El ataque coordinado contra la junta militar revela que la violencia organizada a las puertas de Europa ha ido a peor

Malí ha sufrido este fin de semana uno de los más graves episodios de violencia en más de una década. Las dos insurgencias, lideradas por rebeldes tuaregs y yihadistas, han unido sus fuerzas para lanzar una ofensiva contra el régimen militar en las principales ciudades del país, incluida Bamako, la capital. El asesinato del ministro de Defensa evidencia hasta qué punto la seguridad se ha deteriorado en los últimos años en la región del Sahel, un foco de inestabilidad en el flanco sur de la OTAN que merece la atención de las cancillerías europeas.

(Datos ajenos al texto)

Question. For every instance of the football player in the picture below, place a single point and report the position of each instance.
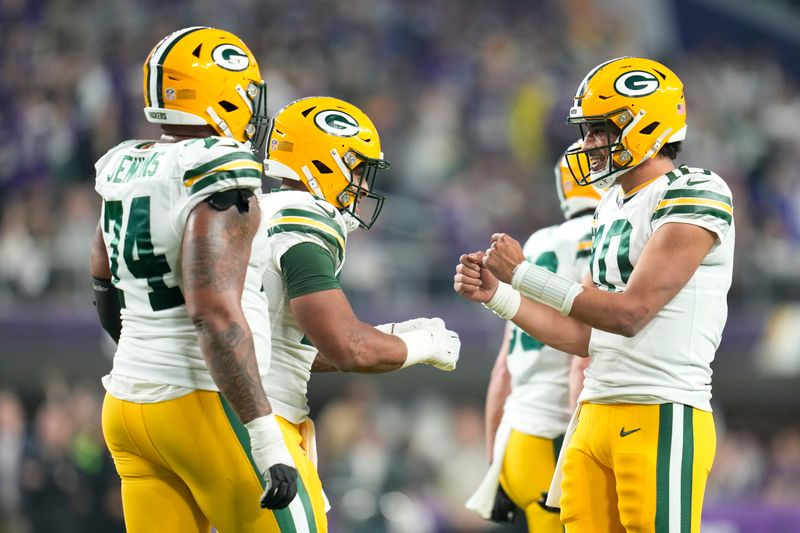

La junta militar del general Asimi Goïta expulsó a los soldados franceses en 2022, al año siguiente de tomar el poder, y promovió el desembarco de miles de mercenarios rusos, con Moscú como nuevo aliado en su lucha contra ambas insurgencias. Francia había intervenido en el país en 2013 para prevenir la expansión del terrorismo que salpicaba a Europa. Sin éxito. Tras la ruptura entre Bamako y París, las cosas han ido a peor. El régimen militar se lanzó a la “reconquista del norte”, con un uso desmedido de la fuerza que ha incluido masacres de civiles.